A few of my men rushed in to help. By then I was flinging myself around in uncontrolled anguish and loss. In my thrashing, I hit Andrew. It felt so good that I hit him again. Each strike was a momentary void of the pain. Sally was not there to take the pain. I was blinded by it. I preferred rage.
Andrew did not fight back but tried to soothe me. A few others tried to help. I broke the arm that tried to hold me. I tore off the hand that attempted to take Dawn’s body. It is easy to destroy a dozen men when they are holding back in concern of hurting you but you have none of the same concern for them. I kicked knees so they bent the wrong way. I caved in chests that got too close.

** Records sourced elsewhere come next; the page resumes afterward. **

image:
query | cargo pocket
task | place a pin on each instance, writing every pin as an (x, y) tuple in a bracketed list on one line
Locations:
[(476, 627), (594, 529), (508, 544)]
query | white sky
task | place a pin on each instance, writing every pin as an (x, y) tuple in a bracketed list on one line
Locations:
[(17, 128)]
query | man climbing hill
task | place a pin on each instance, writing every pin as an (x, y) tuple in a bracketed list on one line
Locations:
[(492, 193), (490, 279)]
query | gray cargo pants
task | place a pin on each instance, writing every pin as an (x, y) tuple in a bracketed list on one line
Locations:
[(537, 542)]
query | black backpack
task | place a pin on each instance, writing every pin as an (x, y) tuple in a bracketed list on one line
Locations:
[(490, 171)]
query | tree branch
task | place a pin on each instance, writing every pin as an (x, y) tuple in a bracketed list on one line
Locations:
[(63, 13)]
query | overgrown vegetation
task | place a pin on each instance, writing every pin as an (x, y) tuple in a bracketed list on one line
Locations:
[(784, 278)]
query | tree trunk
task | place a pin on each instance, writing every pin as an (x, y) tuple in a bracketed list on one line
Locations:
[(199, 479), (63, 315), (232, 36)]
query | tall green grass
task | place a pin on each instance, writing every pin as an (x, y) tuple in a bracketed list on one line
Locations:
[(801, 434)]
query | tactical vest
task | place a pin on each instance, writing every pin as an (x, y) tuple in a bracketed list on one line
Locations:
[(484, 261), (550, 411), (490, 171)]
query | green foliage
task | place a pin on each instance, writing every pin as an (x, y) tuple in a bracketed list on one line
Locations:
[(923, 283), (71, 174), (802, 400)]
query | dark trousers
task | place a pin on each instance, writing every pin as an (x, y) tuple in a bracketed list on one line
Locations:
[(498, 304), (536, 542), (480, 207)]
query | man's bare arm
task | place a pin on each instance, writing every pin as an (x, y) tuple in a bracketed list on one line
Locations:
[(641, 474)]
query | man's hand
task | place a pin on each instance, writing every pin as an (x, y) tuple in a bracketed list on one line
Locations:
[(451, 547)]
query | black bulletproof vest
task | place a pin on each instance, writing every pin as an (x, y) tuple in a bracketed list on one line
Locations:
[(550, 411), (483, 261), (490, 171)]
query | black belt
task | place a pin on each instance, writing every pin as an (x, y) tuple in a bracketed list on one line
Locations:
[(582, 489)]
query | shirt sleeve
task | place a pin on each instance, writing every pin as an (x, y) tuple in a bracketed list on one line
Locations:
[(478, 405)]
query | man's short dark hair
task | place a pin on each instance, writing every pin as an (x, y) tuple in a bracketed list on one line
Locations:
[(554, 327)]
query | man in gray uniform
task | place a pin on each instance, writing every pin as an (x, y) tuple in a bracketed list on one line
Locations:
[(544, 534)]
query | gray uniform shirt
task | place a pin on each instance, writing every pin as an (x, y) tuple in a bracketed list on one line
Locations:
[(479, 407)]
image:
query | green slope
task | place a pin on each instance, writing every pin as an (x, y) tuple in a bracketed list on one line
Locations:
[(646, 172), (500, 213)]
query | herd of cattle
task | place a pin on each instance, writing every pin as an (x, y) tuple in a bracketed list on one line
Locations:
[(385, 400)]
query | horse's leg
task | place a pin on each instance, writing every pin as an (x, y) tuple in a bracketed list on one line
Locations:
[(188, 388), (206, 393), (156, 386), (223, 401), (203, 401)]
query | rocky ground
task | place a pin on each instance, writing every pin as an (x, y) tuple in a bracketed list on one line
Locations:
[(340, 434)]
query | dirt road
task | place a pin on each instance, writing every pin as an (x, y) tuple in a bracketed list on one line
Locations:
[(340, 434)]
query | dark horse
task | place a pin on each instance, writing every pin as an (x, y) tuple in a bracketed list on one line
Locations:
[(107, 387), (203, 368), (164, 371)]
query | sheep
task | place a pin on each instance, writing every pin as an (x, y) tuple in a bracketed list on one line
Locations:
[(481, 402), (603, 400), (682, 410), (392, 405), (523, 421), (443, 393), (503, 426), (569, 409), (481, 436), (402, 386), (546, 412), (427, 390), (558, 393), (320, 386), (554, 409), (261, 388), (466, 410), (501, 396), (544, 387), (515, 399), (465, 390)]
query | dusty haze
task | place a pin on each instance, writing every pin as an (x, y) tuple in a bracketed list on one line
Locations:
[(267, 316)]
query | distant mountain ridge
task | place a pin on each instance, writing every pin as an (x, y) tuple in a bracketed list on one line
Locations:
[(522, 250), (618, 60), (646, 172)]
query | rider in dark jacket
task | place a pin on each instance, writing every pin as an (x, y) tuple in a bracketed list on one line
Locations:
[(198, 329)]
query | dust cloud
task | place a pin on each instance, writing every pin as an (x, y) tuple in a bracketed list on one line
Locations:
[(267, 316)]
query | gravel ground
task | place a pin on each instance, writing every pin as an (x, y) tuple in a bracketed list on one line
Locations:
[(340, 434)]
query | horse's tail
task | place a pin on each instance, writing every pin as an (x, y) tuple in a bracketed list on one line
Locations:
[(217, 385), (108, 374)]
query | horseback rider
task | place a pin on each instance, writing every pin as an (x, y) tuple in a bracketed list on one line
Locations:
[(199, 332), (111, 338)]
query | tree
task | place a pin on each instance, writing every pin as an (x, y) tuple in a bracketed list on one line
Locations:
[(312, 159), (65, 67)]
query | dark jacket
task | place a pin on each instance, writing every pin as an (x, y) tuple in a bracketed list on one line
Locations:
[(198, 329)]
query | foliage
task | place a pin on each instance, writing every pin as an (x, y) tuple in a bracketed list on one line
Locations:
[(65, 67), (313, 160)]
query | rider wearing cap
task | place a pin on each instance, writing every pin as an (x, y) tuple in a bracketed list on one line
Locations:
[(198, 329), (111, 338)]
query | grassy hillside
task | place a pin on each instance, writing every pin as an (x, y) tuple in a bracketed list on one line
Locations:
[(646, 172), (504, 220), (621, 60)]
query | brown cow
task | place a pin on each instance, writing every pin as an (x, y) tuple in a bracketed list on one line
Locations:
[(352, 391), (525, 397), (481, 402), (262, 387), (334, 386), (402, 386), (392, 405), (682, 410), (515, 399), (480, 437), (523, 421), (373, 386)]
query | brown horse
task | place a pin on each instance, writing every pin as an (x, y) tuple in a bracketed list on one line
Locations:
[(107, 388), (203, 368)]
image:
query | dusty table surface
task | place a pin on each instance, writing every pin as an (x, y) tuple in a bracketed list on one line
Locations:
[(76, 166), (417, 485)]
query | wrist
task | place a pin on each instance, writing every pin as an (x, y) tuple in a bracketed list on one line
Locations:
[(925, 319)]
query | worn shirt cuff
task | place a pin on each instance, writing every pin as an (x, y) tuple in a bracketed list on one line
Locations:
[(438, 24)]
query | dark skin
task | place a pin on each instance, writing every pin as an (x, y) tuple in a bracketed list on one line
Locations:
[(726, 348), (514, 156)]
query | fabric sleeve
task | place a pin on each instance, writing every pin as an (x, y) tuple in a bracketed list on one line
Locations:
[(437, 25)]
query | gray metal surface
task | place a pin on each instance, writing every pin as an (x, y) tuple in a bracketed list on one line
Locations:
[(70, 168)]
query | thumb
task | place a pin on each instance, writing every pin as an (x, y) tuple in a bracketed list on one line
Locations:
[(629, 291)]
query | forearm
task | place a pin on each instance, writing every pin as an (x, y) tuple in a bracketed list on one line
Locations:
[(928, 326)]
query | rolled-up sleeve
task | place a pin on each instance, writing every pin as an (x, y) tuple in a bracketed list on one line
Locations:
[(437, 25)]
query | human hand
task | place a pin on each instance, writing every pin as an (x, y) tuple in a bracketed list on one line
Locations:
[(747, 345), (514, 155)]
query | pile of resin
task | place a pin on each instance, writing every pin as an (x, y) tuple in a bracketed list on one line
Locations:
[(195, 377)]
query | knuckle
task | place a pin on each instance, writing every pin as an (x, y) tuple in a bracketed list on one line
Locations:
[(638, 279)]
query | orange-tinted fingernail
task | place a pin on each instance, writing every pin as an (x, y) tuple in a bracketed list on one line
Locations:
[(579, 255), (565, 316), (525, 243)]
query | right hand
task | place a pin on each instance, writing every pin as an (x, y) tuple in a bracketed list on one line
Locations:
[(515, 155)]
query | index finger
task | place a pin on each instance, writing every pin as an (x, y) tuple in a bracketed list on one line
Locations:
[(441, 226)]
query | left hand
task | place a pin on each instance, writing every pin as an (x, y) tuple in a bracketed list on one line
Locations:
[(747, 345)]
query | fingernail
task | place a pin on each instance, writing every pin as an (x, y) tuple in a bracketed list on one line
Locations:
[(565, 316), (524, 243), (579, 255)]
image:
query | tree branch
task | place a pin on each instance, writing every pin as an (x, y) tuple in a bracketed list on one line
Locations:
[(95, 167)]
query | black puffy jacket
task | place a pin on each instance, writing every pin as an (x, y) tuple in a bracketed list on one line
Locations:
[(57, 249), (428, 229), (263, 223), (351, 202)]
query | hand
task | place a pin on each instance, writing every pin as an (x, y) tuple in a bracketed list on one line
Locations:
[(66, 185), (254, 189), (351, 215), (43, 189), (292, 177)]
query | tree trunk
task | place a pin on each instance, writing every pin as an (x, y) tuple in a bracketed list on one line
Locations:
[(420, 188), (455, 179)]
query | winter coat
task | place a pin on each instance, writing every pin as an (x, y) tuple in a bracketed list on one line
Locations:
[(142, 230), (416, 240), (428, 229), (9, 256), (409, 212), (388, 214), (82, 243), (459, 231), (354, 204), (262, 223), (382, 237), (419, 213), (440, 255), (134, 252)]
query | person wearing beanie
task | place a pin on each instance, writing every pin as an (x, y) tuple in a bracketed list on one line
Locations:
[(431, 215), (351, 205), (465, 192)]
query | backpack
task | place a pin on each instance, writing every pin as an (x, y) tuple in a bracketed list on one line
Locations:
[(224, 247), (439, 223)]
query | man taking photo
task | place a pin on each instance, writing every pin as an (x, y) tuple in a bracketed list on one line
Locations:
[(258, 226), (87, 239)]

More of my men got to the entrance. I paced back to Andrew and yanked him up by his blond hair. “Tell them to run. Save your son. Everyone here is going to die.”
He must have heard the truth of my words because he yelled, “Run!” Then I broke his neck. Those who could run, did. I killed the ones who couldn’t. They closed the doors, locked me in. I could have broken the doors, followed my men but I did not. The rage subsided.